Des complaintes, l’une est devenue célèbre, si l’on peut dire, « La Complainte de Marie-Ange », où – sur un air qu’il ne sait réellement s’il doit être attribué à Georges Guétary ou aux Compagnons de la Chanson – il s’adresse à la jeune fille qu’il croisait enfant. Cette complainte, il la réinterprète à chaque nouvelle exécution, le corps penché au-dessus de la citerne située à l’extérieur de la maison. D’abord débarrasser la grille des feuilles de châtaigniers, puis entonner son chant, se laissant porter là où les mots l’emmènent malgré un canevas d’origine, sorte d’improvisation plus ou moins volontaire des couplets qui s’enchaînent. Il lui parle à Marie-Ange, à la deuxième personne, il lui parle de ces moments partagés au château de Rubelles où ses parents furent employés quelques années après ses huit ans. À la manière des souvenirs écrans répétés à l’envi, on perçoit qu’au-delà de cette complainte, Jean-Marie Massou a construit autour de cette enfant une figure qui semble avoir concentré pour lui l’image de l’idéal. Une enfant jouant avec ses jolis jouets. Le temps suspendu de l’enfance, loin à ses yeux des préoccupations pulsionnelles du monde des adultes.
Au-dessus de la citerne, il peut également chanter La Complainte de La Mort du Pape Pie XII, un air sans parole qui lui est venu « comme une apparition », après un rêve. On est dès lors emportés par un chant qui invite les fantômes du fond des âges de tous les territoires à tradition. Jean-Marie Massou ne censure rien, ne prépare rien, ne se soucie de pas grand-chose, donc quand il chante, il chante entièrement. Il se jette dans sa voix et s’y installe pleinement, et le corps participe, la gorge racle, la peau gratte, la respiration se fait entendre. Il y a quelque chose de l’engagement absolu dans l’acte, et c’est cela qui fait la différence entre lui et ma voisine. Mais il peut aussi chanter Du gris, sourire en coin, posture de dandy et clope en bois au bec.
Jean-Marie a conscience du spectacle qu’il offre, il accepte volontiers le qualificatif d’artiste : « bah bien sûr, que je suis un artiste, vous avez vu le travail ?! Je suis un artiste, et au paradis, il n’y a que des artistes ». Il peut nous dire par exemple après une prise : « oh c’est magnifique, c’est magnifique, celle-là c’est la bonne ! », ou ponctuer une autre plus difficile au milieu du couplet d’un : « oh c’est mauvais, c’est mauvais... », tout en continuant à chanter.
On se dit que l’expérience de la caméra d’Antoine Boutet l’a marqué (« ah oui, ah oui… Je fais comme si vous n’étiez pas là »), et qu’il sait jouer de cela.
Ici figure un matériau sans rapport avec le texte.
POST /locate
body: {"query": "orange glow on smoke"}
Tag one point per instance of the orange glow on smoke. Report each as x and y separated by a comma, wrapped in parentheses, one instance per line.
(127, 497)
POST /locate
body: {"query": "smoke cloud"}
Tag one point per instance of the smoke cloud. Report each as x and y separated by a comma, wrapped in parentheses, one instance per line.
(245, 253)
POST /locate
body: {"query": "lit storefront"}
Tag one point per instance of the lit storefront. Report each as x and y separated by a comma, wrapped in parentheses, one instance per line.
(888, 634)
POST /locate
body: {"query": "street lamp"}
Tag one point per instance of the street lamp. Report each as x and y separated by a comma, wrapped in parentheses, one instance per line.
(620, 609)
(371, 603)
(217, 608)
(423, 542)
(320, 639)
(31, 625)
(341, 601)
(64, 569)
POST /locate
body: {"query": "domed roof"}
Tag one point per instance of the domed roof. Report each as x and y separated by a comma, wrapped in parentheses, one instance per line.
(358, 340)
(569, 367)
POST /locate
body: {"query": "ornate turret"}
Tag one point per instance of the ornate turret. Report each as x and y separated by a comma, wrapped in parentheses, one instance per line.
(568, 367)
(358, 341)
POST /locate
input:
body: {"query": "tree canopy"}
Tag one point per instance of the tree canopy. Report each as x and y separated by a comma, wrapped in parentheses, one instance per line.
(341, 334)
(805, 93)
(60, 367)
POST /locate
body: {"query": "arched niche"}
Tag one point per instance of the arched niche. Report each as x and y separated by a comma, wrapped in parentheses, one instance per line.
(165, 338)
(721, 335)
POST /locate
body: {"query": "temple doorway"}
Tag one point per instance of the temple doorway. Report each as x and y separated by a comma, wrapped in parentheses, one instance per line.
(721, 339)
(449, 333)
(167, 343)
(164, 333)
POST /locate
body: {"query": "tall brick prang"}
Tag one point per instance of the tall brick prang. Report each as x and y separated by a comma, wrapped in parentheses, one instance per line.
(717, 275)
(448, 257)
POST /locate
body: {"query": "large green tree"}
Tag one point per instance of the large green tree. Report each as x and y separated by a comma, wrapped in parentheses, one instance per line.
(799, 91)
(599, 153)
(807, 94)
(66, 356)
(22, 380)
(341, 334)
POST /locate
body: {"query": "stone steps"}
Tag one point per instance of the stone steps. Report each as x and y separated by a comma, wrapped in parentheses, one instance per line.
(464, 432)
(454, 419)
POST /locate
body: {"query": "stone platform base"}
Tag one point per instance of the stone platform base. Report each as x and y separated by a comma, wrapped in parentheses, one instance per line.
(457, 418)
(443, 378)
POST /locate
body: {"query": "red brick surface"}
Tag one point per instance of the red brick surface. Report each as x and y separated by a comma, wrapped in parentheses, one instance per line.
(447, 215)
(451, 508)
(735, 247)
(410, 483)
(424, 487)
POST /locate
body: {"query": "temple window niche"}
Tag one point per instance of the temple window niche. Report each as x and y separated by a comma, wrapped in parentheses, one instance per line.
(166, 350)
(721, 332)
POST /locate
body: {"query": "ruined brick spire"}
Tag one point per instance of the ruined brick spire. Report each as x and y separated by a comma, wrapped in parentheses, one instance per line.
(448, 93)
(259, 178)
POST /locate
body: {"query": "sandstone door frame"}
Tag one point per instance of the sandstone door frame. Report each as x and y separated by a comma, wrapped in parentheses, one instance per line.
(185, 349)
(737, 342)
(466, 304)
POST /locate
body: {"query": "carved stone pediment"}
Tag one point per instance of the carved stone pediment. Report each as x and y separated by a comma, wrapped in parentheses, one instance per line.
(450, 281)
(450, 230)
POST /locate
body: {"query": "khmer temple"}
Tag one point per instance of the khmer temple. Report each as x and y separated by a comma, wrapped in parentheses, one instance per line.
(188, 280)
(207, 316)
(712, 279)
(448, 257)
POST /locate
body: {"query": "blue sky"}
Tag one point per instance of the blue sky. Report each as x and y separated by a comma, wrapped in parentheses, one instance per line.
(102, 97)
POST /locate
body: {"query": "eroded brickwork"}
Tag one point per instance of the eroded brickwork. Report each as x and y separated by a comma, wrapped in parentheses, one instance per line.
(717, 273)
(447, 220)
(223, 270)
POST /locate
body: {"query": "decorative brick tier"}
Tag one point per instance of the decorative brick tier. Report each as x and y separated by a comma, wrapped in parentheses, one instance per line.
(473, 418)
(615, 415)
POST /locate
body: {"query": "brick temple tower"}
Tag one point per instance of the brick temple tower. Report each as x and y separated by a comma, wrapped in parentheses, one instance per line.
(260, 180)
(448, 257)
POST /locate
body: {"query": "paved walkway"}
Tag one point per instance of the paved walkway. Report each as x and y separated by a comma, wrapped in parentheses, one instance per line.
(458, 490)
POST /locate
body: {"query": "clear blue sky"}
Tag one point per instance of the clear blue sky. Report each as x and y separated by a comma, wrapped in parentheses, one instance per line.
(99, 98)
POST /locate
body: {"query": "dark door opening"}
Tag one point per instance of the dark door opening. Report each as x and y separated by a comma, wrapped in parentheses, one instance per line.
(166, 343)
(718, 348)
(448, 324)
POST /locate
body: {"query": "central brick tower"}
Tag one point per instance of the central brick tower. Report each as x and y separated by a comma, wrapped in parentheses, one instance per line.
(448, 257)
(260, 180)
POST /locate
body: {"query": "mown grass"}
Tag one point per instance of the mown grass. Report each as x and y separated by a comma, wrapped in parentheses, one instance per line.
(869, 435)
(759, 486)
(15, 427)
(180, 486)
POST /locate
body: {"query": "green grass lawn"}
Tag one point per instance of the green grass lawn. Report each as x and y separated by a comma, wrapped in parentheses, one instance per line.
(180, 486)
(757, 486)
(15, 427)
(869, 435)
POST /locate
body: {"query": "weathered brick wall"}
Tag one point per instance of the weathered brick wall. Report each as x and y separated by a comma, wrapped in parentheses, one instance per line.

C’en est autrement du travail qu’il fait en solitaire, cet exercice d’enregistrement quasi quotidien sur des kilomètres de rouleaux, comme il dit.
Les cassettes
Enserrées d’élastiques par lot de trois ou quatre, Jean-Marie Massou se repère dans
ses cassettes en fonction des dessins ou des collages qu’il fait sur les boîtiers. Il ne sait ni lire ni écrire, mais il dessine des personnages, des objets, des symboles qui lui rappellent le sujet du contenu.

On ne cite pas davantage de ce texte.